Is it secure to change DocumentRoot path to some folder in user's Home directory?

Or it's better to leave it be and using a shared group between your user and Apache server as you can see it in the following solution: https://serverfault.com/a/65416

I've read a thing or two and my solution would be as follows:

  1. Create a new user and a new group for Apache only (ideally, restrict shell access for that user)

  2. In httpd.conf change User and Group directives to newly created user and group

  3. Create new folder in your Home directory for your websites e.g Websites\Project1\public_html

  4. Change the public_html's ownership to created earlier user and group

  5. Set chmod 2775 (wtih SETGID) to folders and chmod 664 to files (recursively, if needed)

  6. Set umask 0002

  7. Finally, add yourself to group created in the first step

  • I like the SO method. My experience is to harden this even more.
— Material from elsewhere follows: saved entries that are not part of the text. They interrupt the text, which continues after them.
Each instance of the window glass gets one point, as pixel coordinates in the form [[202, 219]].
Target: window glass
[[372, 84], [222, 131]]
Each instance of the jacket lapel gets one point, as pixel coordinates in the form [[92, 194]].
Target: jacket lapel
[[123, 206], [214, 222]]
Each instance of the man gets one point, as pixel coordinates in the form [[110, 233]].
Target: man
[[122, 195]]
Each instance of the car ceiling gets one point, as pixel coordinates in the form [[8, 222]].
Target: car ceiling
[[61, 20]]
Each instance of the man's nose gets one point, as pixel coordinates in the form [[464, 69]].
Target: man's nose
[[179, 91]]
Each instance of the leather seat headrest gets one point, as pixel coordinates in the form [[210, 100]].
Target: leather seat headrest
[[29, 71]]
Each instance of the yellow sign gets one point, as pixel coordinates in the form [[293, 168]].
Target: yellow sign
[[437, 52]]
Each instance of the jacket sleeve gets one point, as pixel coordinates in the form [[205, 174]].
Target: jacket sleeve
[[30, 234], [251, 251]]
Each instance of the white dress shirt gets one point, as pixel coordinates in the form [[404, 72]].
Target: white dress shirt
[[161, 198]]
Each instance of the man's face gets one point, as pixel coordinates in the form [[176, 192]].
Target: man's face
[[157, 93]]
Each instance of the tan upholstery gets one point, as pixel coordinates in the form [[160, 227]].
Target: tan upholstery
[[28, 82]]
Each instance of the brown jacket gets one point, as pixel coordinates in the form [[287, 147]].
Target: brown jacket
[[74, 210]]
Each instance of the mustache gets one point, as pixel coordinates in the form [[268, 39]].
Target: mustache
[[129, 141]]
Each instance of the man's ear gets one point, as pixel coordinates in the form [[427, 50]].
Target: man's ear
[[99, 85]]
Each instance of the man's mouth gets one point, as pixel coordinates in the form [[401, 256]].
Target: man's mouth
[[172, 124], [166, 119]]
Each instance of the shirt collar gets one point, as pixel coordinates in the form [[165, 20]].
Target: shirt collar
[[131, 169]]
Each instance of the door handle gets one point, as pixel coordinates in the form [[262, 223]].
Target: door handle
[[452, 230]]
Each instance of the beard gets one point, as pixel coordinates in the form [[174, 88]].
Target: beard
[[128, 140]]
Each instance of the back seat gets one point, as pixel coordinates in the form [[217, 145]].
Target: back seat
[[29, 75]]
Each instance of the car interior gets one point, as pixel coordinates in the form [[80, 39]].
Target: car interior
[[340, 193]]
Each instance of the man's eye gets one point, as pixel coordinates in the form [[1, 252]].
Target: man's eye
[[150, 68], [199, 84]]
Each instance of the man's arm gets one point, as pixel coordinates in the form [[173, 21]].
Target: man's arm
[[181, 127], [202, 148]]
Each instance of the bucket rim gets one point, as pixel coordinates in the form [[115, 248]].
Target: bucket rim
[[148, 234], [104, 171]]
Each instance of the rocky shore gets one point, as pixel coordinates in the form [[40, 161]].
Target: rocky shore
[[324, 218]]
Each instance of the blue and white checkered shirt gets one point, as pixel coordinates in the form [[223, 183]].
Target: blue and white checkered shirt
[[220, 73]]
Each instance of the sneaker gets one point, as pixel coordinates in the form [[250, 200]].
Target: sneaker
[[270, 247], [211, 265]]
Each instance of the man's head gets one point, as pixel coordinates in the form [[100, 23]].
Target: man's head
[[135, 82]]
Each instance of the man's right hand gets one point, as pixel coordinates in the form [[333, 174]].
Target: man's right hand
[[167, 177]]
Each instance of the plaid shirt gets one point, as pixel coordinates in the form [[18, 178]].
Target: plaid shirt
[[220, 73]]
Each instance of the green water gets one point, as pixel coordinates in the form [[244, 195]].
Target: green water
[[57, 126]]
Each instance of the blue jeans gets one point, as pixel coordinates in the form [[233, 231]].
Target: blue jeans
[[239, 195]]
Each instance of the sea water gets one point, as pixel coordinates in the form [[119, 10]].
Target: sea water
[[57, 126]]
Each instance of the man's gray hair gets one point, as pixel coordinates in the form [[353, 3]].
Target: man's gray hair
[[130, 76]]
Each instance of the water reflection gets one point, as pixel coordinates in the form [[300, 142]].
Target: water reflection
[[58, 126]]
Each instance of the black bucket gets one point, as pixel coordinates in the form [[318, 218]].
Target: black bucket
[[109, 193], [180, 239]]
See if below makes sense to you :) – Rinzwind Jun 26 '16 at 15:00

The best way (my opinion) is to use a different user for apache (www-data, apache) and use the following method:

  1. create an FTP location that has the subdirectories of your website. Chroot this location. For traceability I would use different users if there is more than 1.

  2. setup a cronjob (/etc/crontab with the apache user as the one executing this) with a script that scans the directory for new content every few minutes. If new content found let it make a backup of the files on the apache side (compressed tar file with username and a timestamp in the filename) of the files found on the ftp side.

  3. let the cronjob copy the files over. You could finish this off with a confirmation mail that this was done by 'user' and include a diff of the differences.

In case something goes wrong you can

  1. track who did it.
  2. what this person did.
  3. undo what he did.

Do not use the documentroot for development. 1 typo can kill the website and then someone has to find this typo and fix it.